Lymph node density for patient counselling about prognosis and for designing clinical trials of adjuvant therapies after radical cystectomy
Article first published online: 3 JUL 2012
© 2012 BJU INTERNATIONAL
Volume 110, Issue 11b, pages E590–E595, December 2012
How to Cite
Lee, E. K., Herr, H. W., Dickstein, R. J., Kassouf, W., Munsell, M. F., Grossman, H. B., Dinney, C. P. N. and Kamat, A. M. (2012), Lymph node density for patient counselling about prognosis and for designing clinical trials of adjuvant therapies after radical cystectomy. BJU International, 110: E590–E595. doi: 10.1111/j.1464-410X.2012.11325.x
- Issue published online: 22 JAN 2013
- Article first published online: 3 JUL 2012
- Accepted for publication 23 March 2012
- bladder cancer;
- lymph node density;
- radical cystectomy;
- adjuvant therapy
Study Type – Therapy (case series)
Level of Evidence 4
What's known on the subject? and What does the study add?
Patients with positive lymph nodes at radical cystectomy have a poor prognosis. The actual outcome of patients varies based on many factors, among which lymph node density has emerged as being more informative than nodal status of TNM staging.
We combined clinical data from two major cancer centres in the USA and identified patients with an adequate lymphadenectomy and no perioperative chemotherapy to understand the natural history of the disease. Using this information, we created prognostic tools incorporating lymph node density that can be used for risk stratification, patient counselling and clinical trial design.

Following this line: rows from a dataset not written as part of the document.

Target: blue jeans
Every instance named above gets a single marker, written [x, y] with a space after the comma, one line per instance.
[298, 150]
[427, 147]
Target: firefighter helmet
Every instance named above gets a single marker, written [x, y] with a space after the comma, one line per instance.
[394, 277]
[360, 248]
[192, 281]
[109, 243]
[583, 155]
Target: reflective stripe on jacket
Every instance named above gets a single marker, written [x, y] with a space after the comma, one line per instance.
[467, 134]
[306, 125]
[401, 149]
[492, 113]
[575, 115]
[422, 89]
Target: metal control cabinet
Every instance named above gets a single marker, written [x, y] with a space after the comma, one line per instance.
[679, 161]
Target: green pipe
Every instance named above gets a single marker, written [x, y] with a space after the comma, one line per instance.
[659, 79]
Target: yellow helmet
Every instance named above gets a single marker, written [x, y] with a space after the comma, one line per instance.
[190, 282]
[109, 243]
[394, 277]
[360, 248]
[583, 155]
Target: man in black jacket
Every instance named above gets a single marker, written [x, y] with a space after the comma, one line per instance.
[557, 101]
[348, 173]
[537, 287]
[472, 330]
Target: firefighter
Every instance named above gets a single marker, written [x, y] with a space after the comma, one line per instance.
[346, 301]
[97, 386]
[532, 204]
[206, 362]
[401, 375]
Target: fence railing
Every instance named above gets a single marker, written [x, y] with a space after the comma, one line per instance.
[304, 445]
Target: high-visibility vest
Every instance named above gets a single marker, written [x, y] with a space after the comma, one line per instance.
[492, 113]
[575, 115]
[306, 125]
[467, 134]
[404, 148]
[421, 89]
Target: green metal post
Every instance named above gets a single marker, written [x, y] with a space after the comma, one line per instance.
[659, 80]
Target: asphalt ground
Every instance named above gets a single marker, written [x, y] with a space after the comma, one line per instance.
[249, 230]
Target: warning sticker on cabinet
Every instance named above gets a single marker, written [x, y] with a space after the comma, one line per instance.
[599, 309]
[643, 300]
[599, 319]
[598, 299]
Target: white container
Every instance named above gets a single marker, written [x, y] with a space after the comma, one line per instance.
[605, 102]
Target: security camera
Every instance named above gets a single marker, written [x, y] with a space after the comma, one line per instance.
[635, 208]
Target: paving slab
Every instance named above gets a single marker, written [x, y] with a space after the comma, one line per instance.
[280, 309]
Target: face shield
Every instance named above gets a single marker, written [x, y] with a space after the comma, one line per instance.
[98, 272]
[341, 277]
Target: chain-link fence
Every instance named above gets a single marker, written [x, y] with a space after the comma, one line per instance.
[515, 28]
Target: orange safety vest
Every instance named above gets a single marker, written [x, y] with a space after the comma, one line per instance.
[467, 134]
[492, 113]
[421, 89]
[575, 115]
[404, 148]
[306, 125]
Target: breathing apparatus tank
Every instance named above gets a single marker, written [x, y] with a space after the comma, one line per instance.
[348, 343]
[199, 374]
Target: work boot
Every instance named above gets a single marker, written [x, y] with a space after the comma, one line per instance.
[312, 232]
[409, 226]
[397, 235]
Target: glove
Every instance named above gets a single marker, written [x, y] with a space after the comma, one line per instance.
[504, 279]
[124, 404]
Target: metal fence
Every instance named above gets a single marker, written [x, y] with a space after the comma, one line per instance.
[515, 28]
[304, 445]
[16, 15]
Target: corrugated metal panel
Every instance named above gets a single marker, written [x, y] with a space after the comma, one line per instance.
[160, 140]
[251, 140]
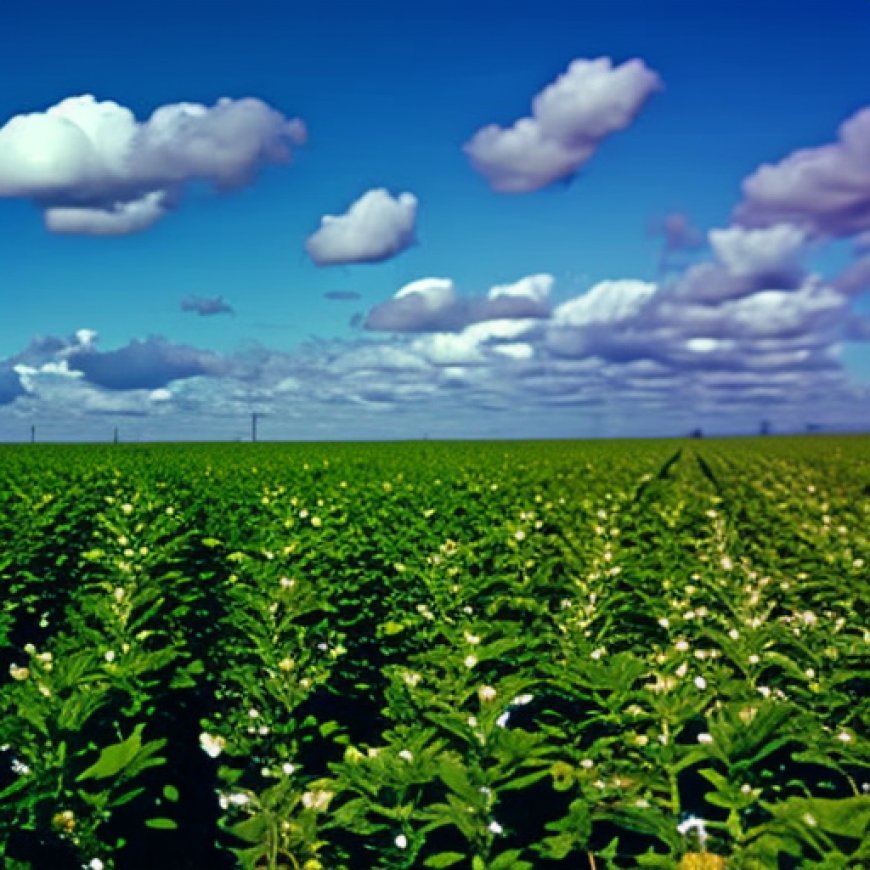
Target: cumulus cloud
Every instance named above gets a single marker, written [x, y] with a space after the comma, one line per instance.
[432, 305]
[424, 305]
[824, 190]
[570, 119]
[769, 253]
[474, 344]
[206, 306]
[606, 302]
[678, 232]
[375, 228]
[96, 170]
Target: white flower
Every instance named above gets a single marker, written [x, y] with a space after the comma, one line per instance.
[693, 823]
[19, 767]
[212, 744]
[486, 693]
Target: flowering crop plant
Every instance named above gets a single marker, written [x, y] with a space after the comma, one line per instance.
[491, 656]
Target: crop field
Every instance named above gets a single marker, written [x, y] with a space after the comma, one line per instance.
[486, 656]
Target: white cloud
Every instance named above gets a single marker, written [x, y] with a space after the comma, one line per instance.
[470, 346]
[120, 219]
[606, 302]
[95, 169]
[374, 228]
[534, 287]
[570, 118]
[771, 250]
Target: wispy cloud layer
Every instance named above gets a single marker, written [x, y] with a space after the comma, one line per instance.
[206, 306]
[96, 170]
[570, 119]
[375, 227]
[432, 305]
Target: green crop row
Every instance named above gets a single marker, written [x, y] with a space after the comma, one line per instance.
[483, 656]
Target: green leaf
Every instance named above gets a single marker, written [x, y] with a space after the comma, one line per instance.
[510, 861]
[113, 759]
[161, 824]
[444, 859]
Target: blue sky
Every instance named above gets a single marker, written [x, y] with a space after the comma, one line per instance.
[549, 219]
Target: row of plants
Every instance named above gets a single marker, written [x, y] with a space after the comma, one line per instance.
[472, 656]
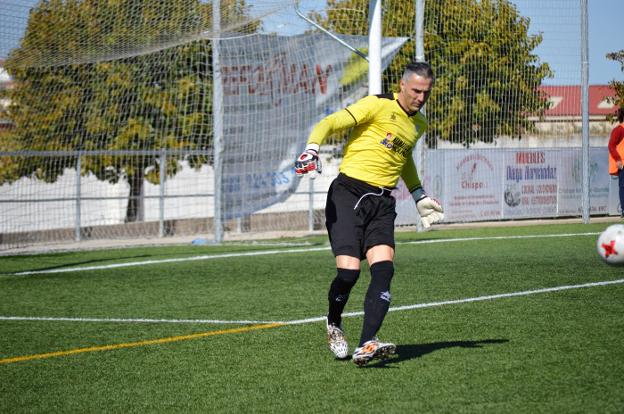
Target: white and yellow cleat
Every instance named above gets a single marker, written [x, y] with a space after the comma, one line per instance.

- • To develop a clinical tool based on lymph node density (LND) for patient counselling after radical cystectomy and for design of clinical trials of adjuvant therapies after radical cystectomy.
PATIENTS AND METHODS
- • Using pooled data from two comprehensive cancer centres, we identified patients with lymph node metastases after radical cystectomy who received an adequate lymph node dissection according to existing literature (resection of eight or more nodes).
- • Only patients who had not received neoadjuvant or adjuvant chemotherapy were included to ensure that prediction models were based on the natural course of the disease.
- • Thresholds for LND ranging from 5% to 35%, in 5% increments, were used to dichotomize the study population. Within each set of two groups, the Kaplan–Meier product-limit estimator was used to estimate disease-specific survival (DSS) for each group, and Cox proportional hazards regression was used to test the significance of differences in DSS between the group with higher LND and the group with lower LND.
- • Tables and graphs showing the relationship between LND categories and 2-year and 5-year estimated DSS were created to aid in clinical decision-making.
- • LND was valuable as a tool for stratifying node-positive patients into different risk groups based on expected survival.
- • At each LND threshold from 10% to 35%, patients with higher LND had significantly worse DSS than patients with lower LND (P≤ 0.001).
- • As expected, DSS in the higher-LND group worsened with each 5% increase in LND threshold: patients with LND > 35% had a 5-year DSS rate of 4%.
- • Using our data as a tool, multiple cut-offs can be employed to categorize patients into various risk groups with different risk. For example, patients with LND ≤ 10% have an estimated 5-year DSS rate of 61.9%, whereas patients with LND > 15% have an estimated 5-year DSS rate of 19.2%.
- • Patients with node-positive bladder cancer have poor outcomes, and survival varies widely according to LND.
- • Categorical LND should be used to risk-stratify patients for counselling regarding prognosis.
- • Furthermore, categorical LND should be used as a tool for designing and reporting on clinical trials of adjuvant therapies.